Syria’s Aleppo International Airport was shut down Wednesday after an Israeli air strike destroyed the runway at the facility, according to the Hezbollah-linked Lebanese Al Mayadeen news outlet. The main runway was hit by two missile strikes, rendering it out of service. Arab sources claimed that Syrian aerial defense systems were activated during the attack, the news outlet reported.

The air strike probably comes as part of the ongoing Israeli effort to prevent the transfer of weapons by Iran to its proxies, Hamas and Hezbollah, as the possibility of a two-front war with Israel looms closer.


Earlier in the day on Wednesday, anti-tank guided missile fire was launched from Lebanon towards Israeli military forces near Israel’s northern border.

Israel Air Force fighter jets attacked Syrian military infrastructure and positions used to launch mortar shells overnight Wednesday in retaliation for shelling aimed at Israel Tuesday night, IDF Spokesperson Rear Admiral Daniel Hagari reported. At least eight Syrian soldiers were killed in the attack, according to independent reports.

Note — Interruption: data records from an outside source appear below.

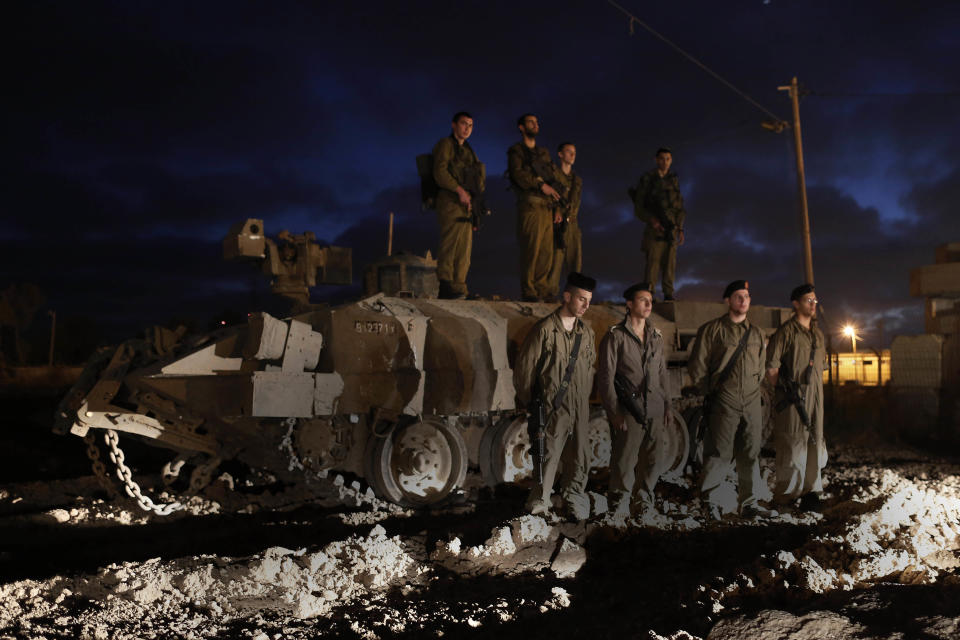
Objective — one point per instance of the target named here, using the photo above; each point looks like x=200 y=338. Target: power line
x=909 y=94
x=635 y=20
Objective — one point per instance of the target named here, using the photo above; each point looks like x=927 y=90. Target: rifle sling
x=727 y=370
x=567 y=375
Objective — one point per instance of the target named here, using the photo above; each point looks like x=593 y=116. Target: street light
x=851 y=332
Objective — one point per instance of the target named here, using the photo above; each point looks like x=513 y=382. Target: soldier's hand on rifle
x=549 y=191
x=772 y=376
x=464 y=196
x=619 y=422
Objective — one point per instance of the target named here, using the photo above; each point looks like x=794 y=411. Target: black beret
x=801 y=291
x=581 y=281
x=736 y=285
x=632 y=290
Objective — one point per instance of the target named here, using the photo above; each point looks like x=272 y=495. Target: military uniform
x=634 y=451
x=451 y=162
x=801 y=453
x=735 y=424
x=541 y=363
x=658 y=197
x=534 y=218
x=571 y=258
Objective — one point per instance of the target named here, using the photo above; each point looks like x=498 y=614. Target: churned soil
x=249 y=559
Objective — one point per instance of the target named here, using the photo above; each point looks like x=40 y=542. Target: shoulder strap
x=733 y=359
x=568 y=374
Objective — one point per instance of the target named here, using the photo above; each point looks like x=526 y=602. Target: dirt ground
x=880 y=560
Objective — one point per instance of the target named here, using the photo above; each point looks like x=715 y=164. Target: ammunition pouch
x=629 y=397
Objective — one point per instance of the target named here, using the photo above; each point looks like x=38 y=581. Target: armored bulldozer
x=403 y=391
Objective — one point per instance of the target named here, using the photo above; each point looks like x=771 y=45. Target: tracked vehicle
x=398 y=388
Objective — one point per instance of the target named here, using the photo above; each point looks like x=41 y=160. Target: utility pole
x=53 y=333
x=793 y=88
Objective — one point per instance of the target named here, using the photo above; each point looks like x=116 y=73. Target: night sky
x=138 y=132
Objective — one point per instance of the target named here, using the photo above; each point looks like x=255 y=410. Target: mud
x=250 y=559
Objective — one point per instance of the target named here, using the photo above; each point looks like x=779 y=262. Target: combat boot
x=711 y=512
x=754 y=510
x=811 y=502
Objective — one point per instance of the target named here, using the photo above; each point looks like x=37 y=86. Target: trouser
x=801 y=453
x=566 y=260
x=733 y=434
x=535 y=237
x=565 y=440
x=633 y=458
x=456 y=242
x=661 y=255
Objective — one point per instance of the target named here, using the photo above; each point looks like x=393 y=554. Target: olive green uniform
x=451 y=162
x=735 y=424
x=634 y=451
x=540 y=365
x=571 y=258
x=534 y=218
x=659 y=197
x=801 y=453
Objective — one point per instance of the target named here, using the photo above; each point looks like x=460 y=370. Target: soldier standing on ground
x=657 y=201
x=530 y=170
x=729 y=376
x=567 y=255
x=631 y=361
x=539 y=372
x=457 y=171
x=795 y=363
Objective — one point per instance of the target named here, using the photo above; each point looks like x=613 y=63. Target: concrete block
x=916 y=361
x=949 y=252
x=935 y=280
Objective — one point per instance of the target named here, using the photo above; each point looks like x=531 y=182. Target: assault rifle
x=546 y=171
x=669 y=226
x=473 y=183
x=792 y=395
x=629 y=397
x=536 y=425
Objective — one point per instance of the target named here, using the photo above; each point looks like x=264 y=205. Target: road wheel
x=417 y=464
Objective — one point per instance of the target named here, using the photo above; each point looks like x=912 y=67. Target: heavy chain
x=129 y=485
x=99 y=469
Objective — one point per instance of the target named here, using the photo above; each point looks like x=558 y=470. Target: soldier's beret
x=801 y=291
x=632 y=290
x=581 y=281
x=736 y=285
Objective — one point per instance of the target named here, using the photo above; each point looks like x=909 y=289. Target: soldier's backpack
x=428 y=186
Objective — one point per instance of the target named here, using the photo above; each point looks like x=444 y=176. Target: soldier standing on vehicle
x=567 y=254
x=531 y=172
x=632 y=382
x=553 y=375
x=795 y=363
x=657 y=201
x=726 y=365
x=460 y=177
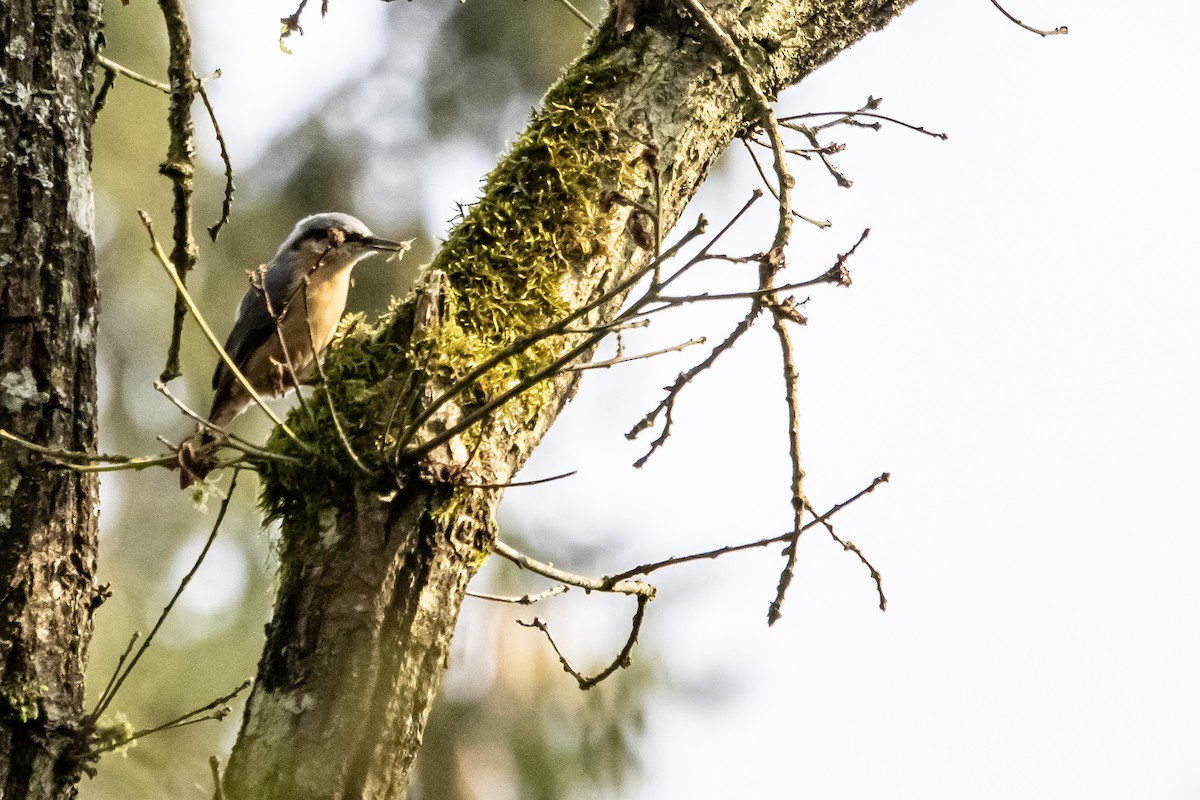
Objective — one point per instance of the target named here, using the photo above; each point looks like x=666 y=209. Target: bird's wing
x=253 y=324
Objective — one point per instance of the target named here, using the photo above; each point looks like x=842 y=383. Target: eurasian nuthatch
x=295 y=302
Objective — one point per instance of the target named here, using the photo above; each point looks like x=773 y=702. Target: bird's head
x=333 y=240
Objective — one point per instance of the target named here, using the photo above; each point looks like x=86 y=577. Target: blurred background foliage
x=453 y=85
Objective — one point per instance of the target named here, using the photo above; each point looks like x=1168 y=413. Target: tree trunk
x=47 y=389
x=375 y=566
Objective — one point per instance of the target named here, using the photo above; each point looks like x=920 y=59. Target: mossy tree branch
x=375 y=570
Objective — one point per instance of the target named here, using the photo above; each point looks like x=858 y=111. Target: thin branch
x=228 y=439
x=666 y=405
x=767 y=118
x=180 y=163
x=654 y=566
x=786 y=121
x=579 y=14
x=111 y=66
x=762 y=174
x=61 y=456
x=215 y=769
x=853 y=548
x=619 y=662
x=528 y=341
x=117 y=671
x=519 y=483
x=1057 y=31
x=523 y=600
x=97 y=104
x=617 y=585
x=227 y=200
x=799 y=503
x=208 y=331
x=115 y=686
x=613 y=362
x=220 y=711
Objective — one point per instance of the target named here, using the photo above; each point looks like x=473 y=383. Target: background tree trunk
x=47 y=389
x=373 y=570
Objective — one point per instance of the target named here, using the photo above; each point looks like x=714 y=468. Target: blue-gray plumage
x=303 y=312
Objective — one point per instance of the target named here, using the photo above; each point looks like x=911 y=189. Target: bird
x=285 y=322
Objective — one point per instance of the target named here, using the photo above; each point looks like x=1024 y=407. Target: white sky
x=1018 y=350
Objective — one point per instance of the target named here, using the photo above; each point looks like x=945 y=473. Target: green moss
x=541 y=212
x=23 y=701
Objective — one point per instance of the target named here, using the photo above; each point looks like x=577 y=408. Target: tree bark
x=375 y=567
x=47 y=389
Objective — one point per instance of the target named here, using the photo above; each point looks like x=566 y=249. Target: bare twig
x=215 y=768
x=799 y=503
x=519 y=483
x=654 y=566
x=523 y=600
x=117 y=671
x=762 y=174
x=615 y=361
x=766 y=114
x=1056 y=31
x=583 y=582
x=525 y=343
x=579 y=14
x=666 y=405
x=111 y=66
x=619 y=662
x=61 y=456
x=853 y=548
x=180 y=163
x=228 y=439
x=219 y=708
x=97 y=104
x=115 y=685
x=846 y=116
x=227 y=200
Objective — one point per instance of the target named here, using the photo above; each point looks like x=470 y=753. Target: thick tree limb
x=373 y=572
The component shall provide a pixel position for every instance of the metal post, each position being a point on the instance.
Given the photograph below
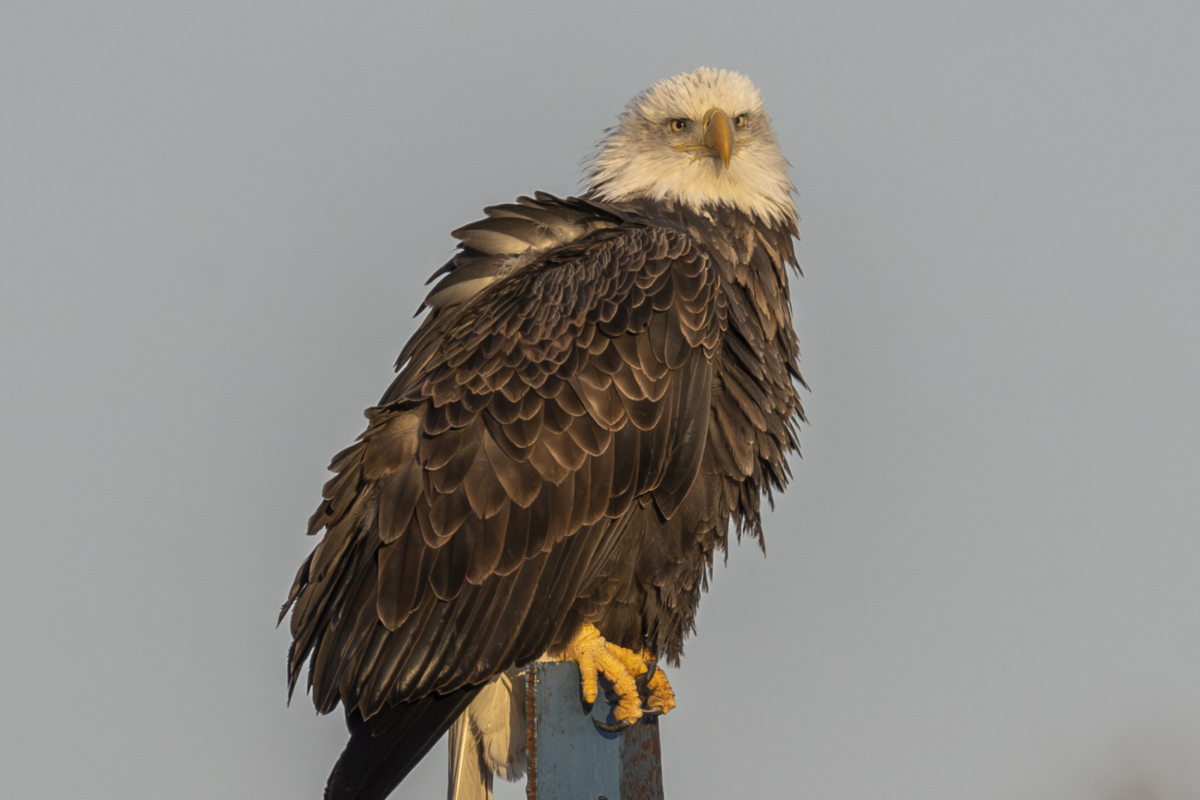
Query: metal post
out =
(573, 759)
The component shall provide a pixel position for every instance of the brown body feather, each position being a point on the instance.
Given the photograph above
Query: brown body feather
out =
(598, 394)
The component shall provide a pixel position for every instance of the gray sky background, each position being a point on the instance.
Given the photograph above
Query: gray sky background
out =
(215, 220)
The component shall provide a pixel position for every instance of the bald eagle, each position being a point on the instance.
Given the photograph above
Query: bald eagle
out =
(603, 389)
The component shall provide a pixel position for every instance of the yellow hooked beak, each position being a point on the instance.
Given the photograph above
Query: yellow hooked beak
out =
(719, 134)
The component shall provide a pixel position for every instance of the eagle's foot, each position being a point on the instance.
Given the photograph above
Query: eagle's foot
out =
(633, 677)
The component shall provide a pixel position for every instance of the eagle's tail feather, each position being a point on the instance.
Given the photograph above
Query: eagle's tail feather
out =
(468, 777)
(384, 749)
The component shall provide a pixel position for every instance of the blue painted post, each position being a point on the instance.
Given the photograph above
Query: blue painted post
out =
(573, 759)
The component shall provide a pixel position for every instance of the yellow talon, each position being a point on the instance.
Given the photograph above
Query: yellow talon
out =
(621, 666)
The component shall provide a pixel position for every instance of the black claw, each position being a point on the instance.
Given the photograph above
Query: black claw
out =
(643, 680)
(615, 727)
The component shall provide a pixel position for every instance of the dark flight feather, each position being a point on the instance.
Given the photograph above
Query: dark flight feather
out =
(597, 392)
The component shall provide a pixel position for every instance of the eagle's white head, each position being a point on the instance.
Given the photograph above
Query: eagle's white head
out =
(701, 138)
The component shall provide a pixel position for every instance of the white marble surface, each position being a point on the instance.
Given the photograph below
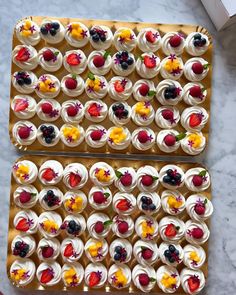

Israel has carried out multiple air strikes against both Aleppo and Damascus international airports numerous times over the past year, and particularly since the barbaric October 7 invasion of southern Israel by Gaza’s Iranian-backed Hamas terrorists.

Aleppo airport was targeted by Israel on October 14 and October 12; Damascus airport was struck on the 12th. Runways at both airports, both of which are used by Iranian aircraft delivering high-ranking officials and advanced weaponry to its proxies in the region, were damaged and the airports shut down after each attack.

The October 12 attacks forced an Iranian aircraft that had already taken off from Tehran to turn around and retrace its route; the aircraft in which Iranian Foreign Minister Hossein Amir-Abdollahian was traveling was forced expected to land instead at Latakia, under the protection of a Russian military base.

The Iranian foreign minister nevertheless held meetings in Damascus and in Beirut despite the complications to his travel plans.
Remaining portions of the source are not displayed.